Später konzentrierte er sich auf die Zucht und den Verkauf von Küken an andere Straußenfarmen. "Inzwischen habe ich sogar Anfragen aus Ghana - also aus einem der natürlichen Verbreitungsländer der Straußenvögel", erzählt der Geschäftsmann. Die Nachfrage nach Straußenprodukten übersteige inzwischen bei weitem die Produktion, sagt Wenzlaff. "Wir haben bereits den dritten schlechten Sommer in Folge. Die Biester riechen das im Voraus und legen schlecht", meint der Züchter. Mittlerweile kann er es sich leisten, "produzieren zu lassen". Wenzlaff gibt seine Straußen als Küken an Landwirte ab und kauft sie dann erst zum Schlachten wieder zurück. "Laut Vorschrift brauchen drei Tiere mindestens 1000 Quadratmeter Fläche - so viel Platz habe ich nicht", sagt er.

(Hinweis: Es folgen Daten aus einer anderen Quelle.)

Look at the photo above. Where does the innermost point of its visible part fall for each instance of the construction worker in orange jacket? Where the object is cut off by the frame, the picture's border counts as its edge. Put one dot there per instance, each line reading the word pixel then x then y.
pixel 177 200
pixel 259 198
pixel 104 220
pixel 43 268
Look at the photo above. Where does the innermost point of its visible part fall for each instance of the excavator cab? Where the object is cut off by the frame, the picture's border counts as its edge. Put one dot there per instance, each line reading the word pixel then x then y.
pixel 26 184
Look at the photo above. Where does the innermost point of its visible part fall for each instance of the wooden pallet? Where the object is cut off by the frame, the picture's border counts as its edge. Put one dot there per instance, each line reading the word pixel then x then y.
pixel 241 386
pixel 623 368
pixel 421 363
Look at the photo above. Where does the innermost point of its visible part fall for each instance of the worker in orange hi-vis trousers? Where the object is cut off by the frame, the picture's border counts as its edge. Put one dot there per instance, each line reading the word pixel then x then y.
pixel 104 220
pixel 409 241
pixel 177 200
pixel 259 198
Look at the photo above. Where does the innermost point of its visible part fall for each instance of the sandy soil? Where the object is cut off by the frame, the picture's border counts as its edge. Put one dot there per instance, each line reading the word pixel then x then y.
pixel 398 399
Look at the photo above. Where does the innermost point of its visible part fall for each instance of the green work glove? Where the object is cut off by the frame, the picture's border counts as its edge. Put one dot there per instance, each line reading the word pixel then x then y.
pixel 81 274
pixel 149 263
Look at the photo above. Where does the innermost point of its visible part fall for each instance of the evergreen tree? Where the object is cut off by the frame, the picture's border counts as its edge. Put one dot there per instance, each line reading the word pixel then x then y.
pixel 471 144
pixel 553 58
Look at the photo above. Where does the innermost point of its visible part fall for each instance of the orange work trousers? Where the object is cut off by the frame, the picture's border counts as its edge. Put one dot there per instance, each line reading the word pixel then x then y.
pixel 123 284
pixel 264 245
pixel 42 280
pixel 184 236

So hält Wenzlaff in seiner Seelower Straußenfarm heute lediglich einige wenige Zuchttiere.

Seit mehr als zehn Jahren beschäftigt er sich stattdessen mit der Naturgerbung der Straußenhaut. "In den Federnoppen sitzen Fetteinschlüsse, die mit normaler Industriegerbung nicht rauszubekommen sind und dann unschön nachfetten", sagt der Brandenburger. Vier Monate dauere die Naturgerbung, bei der statt chemisch hergestellten Aldehyden oder Säuren natürliche Gerbstoffe aus Buchen- oder Eichenrinde verwendet werden. Entsprechend teuer sind dann auch die Leder-Produkte. Und für eine Jacke benötigt Wenzlaff drei bis vier Straußenhäute.

Die besten Ideen für das Design seiner Produkte kommen dem 53-Jährigen angeblich beim Autofahren. Inzwischen aber hat er mit der Bielefelderin Debra Bou eine Jung-Designerin an der Seite, die Kleidungsstücke mit Strass, Nieten und auffälligen Reißverschlüssen aufpeppt.

Die Verarbeitung der Straußenhäute sei sehr aufwendig und daher auch sehr kostspielig, sagt Wenzlaff. "Da gibt es nicht viele Gerber und Kürschner, die das können. Und da sie kaum Konkurrenz haben, verlangen sie auch gehörige Preise", sagt Wenzlaff. Wo der Modedesigner seine Kollektionen produzieren lässt, hält er geheim - als Schutzmaßnahme gegen die Konkurrenz.